Intel Lunar Lake thread

Artemis

Site Champ
Joined
Nov 5, 2023
Posts
359
Decided to make a thread for this one, since it’s a pretty big release and should be intel trying to get closer to others on battery life.


This is an old leak but interesting. Basically, they’re going to be able to match the M1 GPU perf/W but not much more. Is that good? Yes and no, depends on perspective.
 
Decided to make a thread for this one, since it’s a pretty big release and should be intel trying to get closer to others on battery life.


This is an old leak but interesting. Basically, they’re going to be able to match the M1 GPU perf/W but not much more. Is that good? Yes and no, depends on perspective.
what node is this on?

Will be tough to come within 20% of M* on the same process node, given the decoding disadvantage. But getting rid of hyperthreading is a good sign. Tells me they think they can keep the ALUs busy without it.
 
Decided to make a thread for this one, since it’s a pretty big release and should be intel trying to get closer to others on battery life.


This is an old leak but interesting. Basically, they’re going to be able to match the M1 GPU perf/W but not much more. Is that good? Yes and no, depends on perspective.
Yeah matching GPU perf in TFLOPs, which is okay, but I don't think Intel has a TBDR design so it may not match in rasterization performance as typically Apple GPUs do much better than you would expect in rasterization given their TFLOPs. Then again, looks like it'll start with 16GB of RAM, so that'll definitely help with some graphical workloads, even for a small GPU like this one. And of course in compute it should be similar - unless one has specifically designed the GPU otherwise (looks side eyes at Qualcomm) the TFLOPs can give an okay indication of GPU performance (depending on the workload of course, memory bandwidth matters a lot too and cache, etc ... ). EDIT: In terms of TFLOPs/watt it should be better at 2.5 per 12W and in fact I'd argue that should be a given since it should have a node advantage. Just raw TFLOPs, not performance in any given workload, is simply the number of FP units x 2 x clock speed so power advantage in TFLOPs should always be at least roughly proportional to node advantage unless someone really screws up the design.

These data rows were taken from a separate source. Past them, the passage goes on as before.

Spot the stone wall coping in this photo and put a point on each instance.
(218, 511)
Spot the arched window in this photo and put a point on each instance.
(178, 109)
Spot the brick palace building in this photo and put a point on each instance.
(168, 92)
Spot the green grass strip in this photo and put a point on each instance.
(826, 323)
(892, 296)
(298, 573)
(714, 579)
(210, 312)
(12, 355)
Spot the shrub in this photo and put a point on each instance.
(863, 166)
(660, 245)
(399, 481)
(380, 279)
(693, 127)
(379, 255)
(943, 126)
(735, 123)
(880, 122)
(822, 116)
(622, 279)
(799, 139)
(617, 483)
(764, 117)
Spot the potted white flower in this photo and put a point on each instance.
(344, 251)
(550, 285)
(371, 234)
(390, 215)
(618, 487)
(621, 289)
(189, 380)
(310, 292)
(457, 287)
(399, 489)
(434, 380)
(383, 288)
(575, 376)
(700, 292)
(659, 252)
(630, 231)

I don't think they can hit, or get close to honestly, M1 CPU perf/watt yet, especially not ST.
what node is this on?

A mix of different nodes, N3B for the CPU and maybe Intel's own for a couple of the other tiles - leaks keep flopping for Arrow Lake and Lunar Lake over exactly which tiles are going on Intel and which are going on TSMC. This one says N3B for the CPU tiles, I've seen other leaks that were saying it was for the GPU tile but that might've been Arrow Lake. Intel may indeed be switching it up depending on processor to get different performance curves, but 🤷‍♂️. It's basically confirmed that some tiles on Intel's upcoming chips will be TSMC N3B, just, in mind, not 100% which ones.
Will be tough to come within 20% of M* on the same process node, given the decoding disadvantage. But getting rid of hyperthreading is a good sign. Tells me they think they can keep the ALUs busy without it.
Yeah they're only claiming to match/beat GPU perf/W and only in TFLOPs. I very much doubt they can get close to M1 CPU ST perf/W, yet.
 
Last edited:
what node is this on?

Will be tough to come within 20% of M* on the same process node, given the decoding disadvantage. But getting rid of hyperthreading is a good sign. Tells me they think they can keep the ALUs busy without it.
N3B, lol. Like I said elsewhere, pretty sad attempt in a lot of ways, it’s look like. But also an upgrade relative to their other efforts.
 
Keep in mind lunar is mainly N3B. It’s mostly one tile, the gpu and soc and cpu are all one thing. The IO is the only separate part. Deliberate point to avoid the mess that was MTL.
 
Looks like Intel broke thru the 8 wide code barrier for x86. Their e core now is 9 wide..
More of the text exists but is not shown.